Um, yeah, we kind of do. Few deaths are investigated by autopsy, persons in mass death situations are dealt with en masse, really old people are just allowed to die. There’s much more callousness in medicine than you see on TV dramas. Tyler Durden had it right: “You are not a beautiful or unique snowflake.”
I see, you’re confused. Saving the lives of the unborn, indeed saving the lives of anyone, isn’t the top priority of the pro-life movement. Not murdering innocent people is the top priority. Very, very, very different.
My, you’re condescending. Of course, so am I. I’ve bolded the bit that’s the problem. Here you’re asserting a moral position more than defending it. Shock of shocks, not everyone agrees. The pro-life position, OTOH, boils down to this: If human rights are inherent, then they are not a matter of someone else’s opinion. Ever. (Now, I don’t believe in quite the same code of human rights as the typical right-to-lifer, myself; but it seems to me that a lot of people mostly do; these guys are trying to take common Christian morality to its logical conclusion. In fact, the underpinnings of pro-life & pro-choice thought are really very much the same; but that’s another thread.)

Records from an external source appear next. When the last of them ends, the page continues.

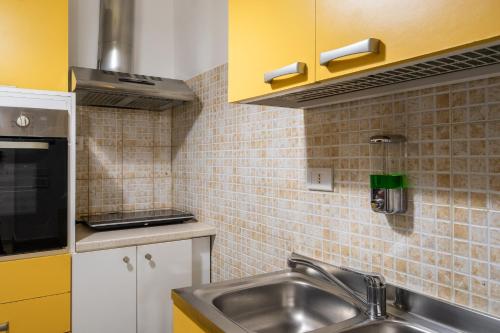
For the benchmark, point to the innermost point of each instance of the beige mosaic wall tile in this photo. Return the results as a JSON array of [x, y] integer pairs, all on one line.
[[242, 168], [123, 160]]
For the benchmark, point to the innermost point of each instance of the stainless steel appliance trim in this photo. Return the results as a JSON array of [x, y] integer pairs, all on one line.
[[43, 123], [116, 35], [295, 68], [23, 145], [369, 45]]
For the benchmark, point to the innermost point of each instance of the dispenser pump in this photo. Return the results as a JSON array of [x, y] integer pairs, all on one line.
[[389, 185]]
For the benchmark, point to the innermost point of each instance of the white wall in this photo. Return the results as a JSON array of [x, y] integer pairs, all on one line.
[[153, 38], [200, 36], [173, 38]]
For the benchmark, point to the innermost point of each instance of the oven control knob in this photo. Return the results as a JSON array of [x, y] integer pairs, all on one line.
[[22, 121]]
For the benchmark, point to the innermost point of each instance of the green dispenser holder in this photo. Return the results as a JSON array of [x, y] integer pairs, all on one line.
[[388, 190]]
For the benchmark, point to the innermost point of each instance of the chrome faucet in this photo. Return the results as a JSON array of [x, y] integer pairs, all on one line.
[[375, 286]]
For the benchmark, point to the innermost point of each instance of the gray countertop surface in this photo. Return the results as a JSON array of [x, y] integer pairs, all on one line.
[[91, 240]]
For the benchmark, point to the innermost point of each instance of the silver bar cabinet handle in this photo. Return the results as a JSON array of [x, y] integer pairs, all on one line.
[[23, 145], [295, 68], [370, 45]]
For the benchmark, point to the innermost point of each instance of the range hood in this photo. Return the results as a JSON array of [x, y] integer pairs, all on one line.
[[482, 60], [112, 84]]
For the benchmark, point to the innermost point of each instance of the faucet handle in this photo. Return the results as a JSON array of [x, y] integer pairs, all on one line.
[[375, 295], [374, 280]]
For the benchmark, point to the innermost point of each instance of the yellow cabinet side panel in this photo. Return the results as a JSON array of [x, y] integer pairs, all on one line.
[[39, 315], [34, 277], [34, 44], [408, 29], [266, 35], [183, 324]]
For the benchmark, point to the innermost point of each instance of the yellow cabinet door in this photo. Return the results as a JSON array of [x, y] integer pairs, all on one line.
[[183, 324], [265, 36], [39, 315], [407, 29], [34, 277], [34, 44]]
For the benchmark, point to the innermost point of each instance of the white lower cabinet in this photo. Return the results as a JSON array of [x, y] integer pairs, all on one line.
[[127, 290], [162, 267]]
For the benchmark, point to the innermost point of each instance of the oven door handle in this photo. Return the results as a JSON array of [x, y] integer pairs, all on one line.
[[23, 145]]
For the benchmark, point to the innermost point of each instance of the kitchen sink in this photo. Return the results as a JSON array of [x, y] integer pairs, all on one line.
[[292, 306], [386, 326], [302, 299]]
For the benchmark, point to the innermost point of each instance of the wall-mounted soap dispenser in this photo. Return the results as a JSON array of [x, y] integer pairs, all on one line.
[[388, 185]]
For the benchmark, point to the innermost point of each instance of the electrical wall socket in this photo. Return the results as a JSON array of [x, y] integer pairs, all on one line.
[[320, 179]]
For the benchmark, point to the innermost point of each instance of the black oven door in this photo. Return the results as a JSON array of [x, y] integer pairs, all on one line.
[[33, 194]]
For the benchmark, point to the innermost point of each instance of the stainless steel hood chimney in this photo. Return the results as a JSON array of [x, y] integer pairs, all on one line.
[[112, 85]]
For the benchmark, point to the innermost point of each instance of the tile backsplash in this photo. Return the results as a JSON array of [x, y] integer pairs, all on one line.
[[123, 160], [243, 169]]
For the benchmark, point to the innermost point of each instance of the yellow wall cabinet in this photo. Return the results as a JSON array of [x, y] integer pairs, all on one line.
[[407, 29], [34, 44], [39, 315], [265, 36]]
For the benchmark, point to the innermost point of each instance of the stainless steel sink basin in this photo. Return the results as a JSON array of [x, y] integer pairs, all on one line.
[[387, 326], [291, 306], [300, 300]]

Now, Voyager, infant mortality has been that high in many human societies throughout history. There’s a good reason some cultures don’t name children until they’re at least a year old. I don’t just think, know that if it were that endemic, that normal, it’d be entirely rational & ordinary to take it in stride; because that’s what people do. There’s been an unfortunate cultural/philosophical creep to the point that we now go to extraordinary lengths (& put working-class families into severe economic hardship) to try to “save the lives” of children so premature they don’t have working lungs yet. This is driven by the synergy of a variety of factors, from smaller families to a sentimentality about children to an interest in perfecting new technologies to the Catholic Church’s teaching on homicide. That doesn’t make it anthropologically normal (in fact, it’s damned odd).
In any case, as Mr. Moto has pointed out, not all those who seek restrictions on abortion hold a fetus as equal to a born child. There are some who do, even as they concede pragmatically that it’s not really the same as it’s obligate to the mother (hence the acceptance of many, but not all, health exceptions). And they are deforming the debate. But the success of the movement is not due solely to that minority; it’s that some of what they say has wider appeal.